At that point, the liberal language of “tolerance” becomes too weak. The deeper question is who may be recognized as a bearer of memory from within the community, and who is immediately treated as an intrusion, a stain, or an impossible conjunction. Kaplan touched the transmissible form of liturgical memory. Beck touched the transmissible form of social presence. In both cases, the real problem for gatekeepers was not only content. It was that something began to speak as Jewish without passing through the old checkpoint. That last sentence is my interpretation of the parallel.

This is why herem must be read more broadly than as a traditional religious sanction. Herem is also a boundary practice inside communal language. It does not merely say, “this is wrong.” It says something harsher: “this will not circulate among us as one of our own forms of continuity.” In other words, herem does not only exclude a person or a book. It regulates legibility. It decides which forms of life may be translated into the shared language of memory, and which must remain outside as unassimilable. That is no longer just a problem of doctrine. It is a problem of jurisdiction over what may still be read as Jewish. This is my analysis of the cases, not a direct quote from the sources.

This is also where Tiphaine Samoyault becomes useful. Current descriptions of Translation and Violence present her argument as a warning that translation is not an innocent bridge but a field of asymmetry, erasure, and domination. In the age of AI, those same descriptions warn that algorithmic translation can deepen inequalities in linguistic representation, reinforce the dominance of a few languages, and accelerate the disappearance of vulnerable ones. What promises universal access may also narrow the world to whatever is easiest to carry across.

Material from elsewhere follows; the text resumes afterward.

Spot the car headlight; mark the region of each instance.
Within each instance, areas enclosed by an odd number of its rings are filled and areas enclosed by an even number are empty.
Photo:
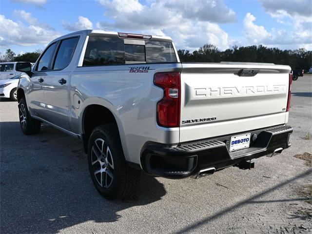
[[[11,84],[11,83],[9,83],[8,84],[1,84],[0,85],[0,88],[4,88],[5,87],[6,87],[10,84]]]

If that insight is taken seriously, herem and translational violence meet at one point. A community does not defend itself only by declaring some claims false. It also defends itself by declaring certain voices untranslatable from within. It says: this voice does not carry properly; this body does not signify correctly; this conjunction cannot be received without damage to the whole. Contemporary systems of selection often work in a similar way. They do not need formal prohibition. It is enough to reduce legibility, lower transmissibility, or smooth difference into an acceptable paraphrase. The analogy to contemporary translational systems is my inference, grounded in Samoyault’s framing.

That is why Beck’s case still matters. Nice Jewish Girls did not simply ask for a seat at the table. It exposed the structure of the table itself. A community can tolerate private contradiction much longer than public articulation. It can endure what remains scattered, half-silent, and deniable. What it struggles to endure is a voice that gathers what has been dispersed and says: I am from here. That is why the first reaction is so often not argument but recoil, not thought but threshold enforcement.

History, as usual, is rude to gatekeepers. Kaplan’s Reconstructionism became a durable part of American Judaism, and the influence of his ideas spread far beyond its formal denominational boundaries. Beck, too, now belongs to Jewish and queer history not as an appendix, but as a turning point in visibility. What once had to be pushed outside the camp later reappears as part of the archive.

So the real question is not whether a community is “open enough.” That question is too polite. The question is whether it can recognize its own future when that future arrives in a form it did not authorize. If it cannot, then what it calls fidelity may be little more than a monopoly over recognition.

Herem, then, is not only exclusion. It is an attempt to decide in advance which futures may still count as Jewish.